Kelimenin İçindeki İnsan
Zeynep için kerih, sadece kötü bir görüntü ya da nahoş bir koku değildi. İnsanların birbirine söylediği sert sözlerde, göz ardı edilen duygularda, görmezden gelinen acılarda da kerih bir taraf vardı. Emir içinse kerih, uzak durulması gereken bir tehlike, çözülmesi gereken bir problem demekti. İki farklı bakış açısı, aynı kelimenin içinde buluşmuştu.
Bir gün Zeynep, iş yerinde haksızlığa uğradı. Kendisini değersiz hissetmesine neden olan sözler duymuştu. “Kerih” hissediyordu; ama kelimenin anlamı şimdi bambaşkaydı. Artık sadece dış dünyayı değil, içindeki kırgınlığı da tarif ediyordu. Emir bunu duyduğunda hemen bir plan yaptı: “Hemen müdüre gidip konuşalım, hakkını savunalım.” Zeynep ise başını salladı: “Şimdi sadece sarıl, çözüm değil, anlayış istiyorum.”
Çözüm ve Empati Arasında Bir Denge
İşte o anda Emir anladı: Bazı kerih duygular, çözülmek değil, hissedilmek isterdi. Kimi zaman strateji değil, sessizlik iyileştirirdi. Ve kimi zaman bir kelime, sadece anlamıyla değil, yaşattığıyla öğretirdi.

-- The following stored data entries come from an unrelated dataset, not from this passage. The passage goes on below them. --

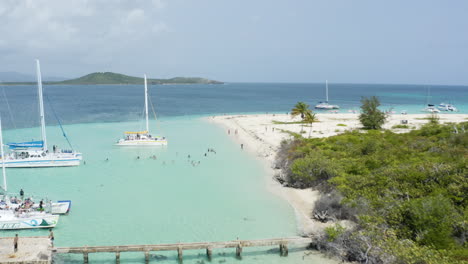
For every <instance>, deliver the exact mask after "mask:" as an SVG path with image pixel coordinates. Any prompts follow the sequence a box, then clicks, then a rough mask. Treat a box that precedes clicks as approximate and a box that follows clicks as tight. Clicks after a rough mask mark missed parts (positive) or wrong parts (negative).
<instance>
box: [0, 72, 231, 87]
mask: <svg viewBox="0 0 468 264" xmlns="http://www.w3.org/2000/svg"><path fill="white" fill-rule="evenodd" d="M143 81H144V80H143V78H140V77H133V76H128V75H124V74H120V73H113V72H95V73H90V74H87V75H85V76H82V77H79V78H76V79H71V80H65V81H59V82H44V84H48V85H53V84H67V85H76V84H77V85H87V84H90V85H93V84H143ZM148 83H149V84H222V82H219V81H214V80H209V79H204V78H198V77H175V78H171V79H148ZM2 84H5V85H19V84H35V82H15V83H11V82H10V83H2Z"/></svg>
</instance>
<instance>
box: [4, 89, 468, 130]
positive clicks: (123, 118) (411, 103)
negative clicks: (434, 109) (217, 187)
mask: <svg viewBox="0 0 468 264" xmlns="http://www.w3.org/2000/svg"><path fill="white" fill-rule="evenodd" d="M149 93H150V98H151V101H152V103H153V105H154V108H155V110H156V113H157V115H158V117H159V118H162V119H164V118H166V117H175V116H200V115H215V114H224V113H229V114H232V113H263V112H278V113H280V112H281V113H282V112H288V111H290V109H291V108H292V106H293V105H294V104H295V103H296V102H298V101H304V102H306V103H308V104H309V105H310V106H311V108H313V106H314V105H315V104H317V103H318V102H319V101H323V100H325V84H319V83H315V84H314V83H227V84H224V85H150V86H149ZM428 93H430V96H428ZM44 94H45V99H44V100H45V108H46V123H47V124H48V125H54V124H57V121H56V120H57V119H56V118H55V114H54V112H55V113H57V116H58V117H59V118H60V120H61V121H62V122H63V124H76V123H95V122H121V121H136V120H139V119H141V116H142V113H143V86H142V85H45V86H44ZM368 96H378V97H379V99H380V101H381V103H382V106H381V108H382V109H383V110H393V111H395V112H398V113H399V112H400V111H402V110H406V111H407V112H408V113H422V112H421V109H423V108H424V106H425V105H426V103H427V102H429V103H432V104H436V105H437V104H439V103H441V102H446V103H452V104H454V105H455V106H456V107H457V108H458V109H459V113H468V86H444V85H440V86H434V85H433V86H427V85H386V84H333V83H329V101H330V103H331V104H338V105H339V106H340V107H341V109H340V112H341V113H346V112H348V111H350V110H359V106H360V100H361V98H362V97H368ZM37 109H38V103H37V87H36V86H35V85H21V86H0V114H1V116H2V119H3V123H4V127H5V128H15V127H16V128H21V127H33V126H38V125H39V120H38V116H37V115H38V114H37V113H38V110H37ZM150 112H152V110H151V107H150ZM13 120H14V121H13Z"/></svg>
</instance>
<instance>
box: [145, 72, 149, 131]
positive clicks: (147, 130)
mask: <svg viewBox="0 0 468 264" xmlns="http://www.w3.org/2000/svg"><path fill="white" fill-rule="evenodd" d="M145 115H146V131H147V133H149V122H148V85H147V83H146V74H145Z"/></svg>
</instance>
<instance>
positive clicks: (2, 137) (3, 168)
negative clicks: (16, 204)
mask: <svg viewBox="0 0 468 264" xmlns="http://www.w3.org/2000/svg"><path fill="white" fill-rule="evenodd" d="M0 148H1V154H2V175H3V190H4V191H5V193H6V192H7V185H6V171H5V153H3V134H2V119H1V118H0Z"/></svg>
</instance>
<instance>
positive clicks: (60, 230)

“Kerih” kelimesi, Arapçada hoş olmayan her şeyi tarif ederken bize bir hayat dersi verir: İnsan bazen kötü görüneni hemen ortadan kaldırmaya çalışır, ama bazen o kötü hislerin içinde büyüyen bir anlayış vardır. Birinin gözyaşına çözüm üretmekten önce onu dinlemek gerekir. Bir kelime bile, bir insanın iç dünyasını anlamaya giden köprü olabilir.
Son Söz: Kerih’in Bizdeki Yansıması
Hayatın her alanında karşımıza çıkan kerih duygular vardır. Bir tartışmada söylenen söz, bir dostun sessizliği ya da bir hayalin yıkılışı… Hepsi içimizde küçük izler bırakır. Ama o izler, bizi daha derin, daha insani ve daha anlayışlı yapar. Çünkü kerih olanı tanımadan, güzel olanın değerini bilemeyiz.
Zeynep ve Emir’in hikâyesi bize gösteriyor ki, kelimeler yalnızca sözlükte var olmaz; onlar, yaşadıklarımızla şekillenir. “Kerih” de bunlardan biridir. Belki bir duvar yazısı olarak karşımıza çıkar, belki bir gözyaşında gizlenir. Ama her seferinde bize insan olmanın karmaşık, ama bir o kadar da büyüleyici yanını hatırlatır.
Şimdi dur ve düşün: Hayatında seni rahatsız eden, hoş olmayan, “kerih” dediğin duygular neler? Belki de onların içinde, en değerli derslerini saklıyorsundur.